这个数据格式同样在README_zh明确记录了,复用就好,当然,读者可能注意自己手上的数据并没有标准集上面那么多的标签,这个也不要紧,阅读readme的数据准备部分,在手上只有source和target时,按标准准备好txt和scp文件,然后执行下面的命令:

sensevoice2jsonl \
++scp_file_list='["../../../data/list/train_wav.scp", "../../../data/list/train_text.txt"]' \
++data_type_list='["source", "target"]' \
++jsonl_file_out="../../../data/list/train.jsonl" \
++model_dir='iic/SenseVoiceSmall'

就可以生成finetune需要的jsonl文件了,如果读者还有其他的标签,可以具体阅读readme,使用其他的指令。

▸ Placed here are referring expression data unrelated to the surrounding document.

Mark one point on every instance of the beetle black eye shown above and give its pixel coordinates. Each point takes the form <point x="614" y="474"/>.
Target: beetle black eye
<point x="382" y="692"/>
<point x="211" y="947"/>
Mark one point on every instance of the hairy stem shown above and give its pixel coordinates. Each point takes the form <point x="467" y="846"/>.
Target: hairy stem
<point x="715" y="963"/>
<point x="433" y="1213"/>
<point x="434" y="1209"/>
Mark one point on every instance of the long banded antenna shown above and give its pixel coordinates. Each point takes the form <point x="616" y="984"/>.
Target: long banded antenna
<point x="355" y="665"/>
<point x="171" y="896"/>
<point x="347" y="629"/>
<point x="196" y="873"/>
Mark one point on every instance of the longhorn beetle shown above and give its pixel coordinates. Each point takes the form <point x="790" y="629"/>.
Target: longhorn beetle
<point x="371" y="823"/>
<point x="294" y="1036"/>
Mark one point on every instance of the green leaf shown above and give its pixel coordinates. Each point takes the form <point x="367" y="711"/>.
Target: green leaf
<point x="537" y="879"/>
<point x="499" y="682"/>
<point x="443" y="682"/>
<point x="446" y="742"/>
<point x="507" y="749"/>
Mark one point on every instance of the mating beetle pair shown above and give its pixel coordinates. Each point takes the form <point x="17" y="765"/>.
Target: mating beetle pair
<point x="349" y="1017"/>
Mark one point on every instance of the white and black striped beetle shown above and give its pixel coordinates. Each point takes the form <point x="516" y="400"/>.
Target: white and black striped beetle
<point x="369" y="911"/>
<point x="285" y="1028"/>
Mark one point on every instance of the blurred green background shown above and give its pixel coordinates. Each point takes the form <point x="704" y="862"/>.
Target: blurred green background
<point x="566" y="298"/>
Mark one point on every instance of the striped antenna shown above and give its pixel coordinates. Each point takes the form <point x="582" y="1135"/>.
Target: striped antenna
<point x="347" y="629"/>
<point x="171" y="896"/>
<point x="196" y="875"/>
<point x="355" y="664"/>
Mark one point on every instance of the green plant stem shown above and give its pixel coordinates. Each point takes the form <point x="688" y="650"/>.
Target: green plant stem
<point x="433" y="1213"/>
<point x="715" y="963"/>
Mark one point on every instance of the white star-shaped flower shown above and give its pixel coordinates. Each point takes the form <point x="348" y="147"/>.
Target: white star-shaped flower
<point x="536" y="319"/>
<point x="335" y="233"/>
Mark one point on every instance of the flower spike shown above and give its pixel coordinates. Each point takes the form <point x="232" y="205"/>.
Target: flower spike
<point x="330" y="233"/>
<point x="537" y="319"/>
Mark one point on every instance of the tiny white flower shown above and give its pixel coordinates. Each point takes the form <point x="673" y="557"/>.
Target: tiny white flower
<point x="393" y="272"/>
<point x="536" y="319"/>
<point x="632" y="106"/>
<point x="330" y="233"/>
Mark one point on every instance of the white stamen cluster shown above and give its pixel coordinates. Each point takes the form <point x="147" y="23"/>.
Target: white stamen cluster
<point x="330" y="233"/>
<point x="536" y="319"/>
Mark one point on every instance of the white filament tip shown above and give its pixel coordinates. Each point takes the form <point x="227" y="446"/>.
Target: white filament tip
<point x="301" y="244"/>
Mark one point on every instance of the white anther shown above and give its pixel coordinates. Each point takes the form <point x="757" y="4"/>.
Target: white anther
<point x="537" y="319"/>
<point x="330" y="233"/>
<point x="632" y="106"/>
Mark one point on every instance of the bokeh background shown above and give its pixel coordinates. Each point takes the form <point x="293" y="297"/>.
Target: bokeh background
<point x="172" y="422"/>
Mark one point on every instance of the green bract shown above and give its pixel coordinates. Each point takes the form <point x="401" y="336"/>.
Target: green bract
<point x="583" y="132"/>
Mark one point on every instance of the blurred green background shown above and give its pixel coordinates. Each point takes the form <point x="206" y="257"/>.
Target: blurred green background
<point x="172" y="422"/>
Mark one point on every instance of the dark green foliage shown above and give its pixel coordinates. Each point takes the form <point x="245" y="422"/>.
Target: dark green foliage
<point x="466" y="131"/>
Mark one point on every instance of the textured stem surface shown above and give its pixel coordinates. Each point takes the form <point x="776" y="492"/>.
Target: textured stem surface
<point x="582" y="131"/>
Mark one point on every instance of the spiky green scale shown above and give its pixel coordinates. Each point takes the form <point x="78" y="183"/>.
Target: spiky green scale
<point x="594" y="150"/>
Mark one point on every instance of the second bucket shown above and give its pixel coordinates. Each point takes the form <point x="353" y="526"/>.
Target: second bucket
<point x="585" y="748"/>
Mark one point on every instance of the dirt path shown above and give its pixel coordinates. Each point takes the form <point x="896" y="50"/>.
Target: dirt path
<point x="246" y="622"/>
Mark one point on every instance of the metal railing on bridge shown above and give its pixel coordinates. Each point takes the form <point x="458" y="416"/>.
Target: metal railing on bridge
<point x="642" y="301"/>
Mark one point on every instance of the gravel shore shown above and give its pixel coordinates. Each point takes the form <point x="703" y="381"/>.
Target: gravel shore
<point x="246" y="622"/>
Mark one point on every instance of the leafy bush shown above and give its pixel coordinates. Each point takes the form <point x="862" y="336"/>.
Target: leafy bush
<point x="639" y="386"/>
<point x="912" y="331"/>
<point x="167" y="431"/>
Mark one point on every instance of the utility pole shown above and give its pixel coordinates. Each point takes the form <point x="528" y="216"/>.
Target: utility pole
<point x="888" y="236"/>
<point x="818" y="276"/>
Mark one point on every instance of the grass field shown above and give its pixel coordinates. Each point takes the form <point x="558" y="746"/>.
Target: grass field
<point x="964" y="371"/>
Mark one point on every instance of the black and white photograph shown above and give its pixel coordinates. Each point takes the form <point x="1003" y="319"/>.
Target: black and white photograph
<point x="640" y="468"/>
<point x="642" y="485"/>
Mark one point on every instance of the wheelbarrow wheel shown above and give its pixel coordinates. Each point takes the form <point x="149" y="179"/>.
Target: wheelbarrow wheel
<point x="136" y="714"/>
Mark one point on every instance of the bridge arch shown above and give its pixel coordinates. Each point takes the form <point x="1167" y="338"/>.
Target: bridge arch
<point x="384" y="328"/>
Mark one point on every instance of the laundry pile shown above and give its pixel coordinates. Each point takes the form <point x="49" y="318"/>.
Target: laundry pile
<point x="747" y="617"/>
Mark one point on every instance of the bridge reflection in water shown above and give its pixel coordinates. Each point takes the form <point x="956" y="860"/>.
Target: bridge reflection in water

这个数据格式很重要,上面我手搓的数据集也能跑,但结果是跑了好几次,精度都没有任何变换,另外记得路径最好用绝对路径,忘记是啥坑了,只记得得出来的结论是绝对路径更保险

5.微调

bash finetune.sh

在终端内定位到具体目录,然后输入上述命令即可。

先看看运行部分的参数

torchrun $DISTRIBUTED_ARGS \
${train_tool} \
++model="${model_name_or_model_dir}" \
++trust_remote_code=true \
++train_data_set_list="${train_data}" \
++valid_data_set_list="${val_data}" \
++dataset_conf.data_split_num=1 \
++dataset_conf.batch_sampler="BatchSampler" \
++dataset_conf.batch_size=600  \
++dataset_conf.sort_size=1024 \
++dataset_conf.batch_type="token" \
++dataset_conf.num_workers=4 \
++train_conf.max_epoch=200 \
++train_conf.log_interval=10 \
++train_conf.resume=true \
++train_conf.validate_interval=2000 \
++train_conf.save_checkpoint_interval=2000 \
++train_conf.keep_nbest_models=20 \
++train_conf.avg_nbest_model=10 \
++train_conf.use_deepspeed=false \
++train_conf.deepspeed_config=${deepspeed_config} \
++optim_conf.lr=0.0002 \
++output_dir="${output_dir}" &> ${log_file}

这个在sensevoice的readme里面没有解释,但在FunASR的doc下面的readme有大部分的解释,可以对着修改成你需要的,或则一键ai解释

真正需要修改的部分主要有两点:

1.数据集路径

2.train_ds.py的路径(上面的readme有提到过,调用的阿里funasr的)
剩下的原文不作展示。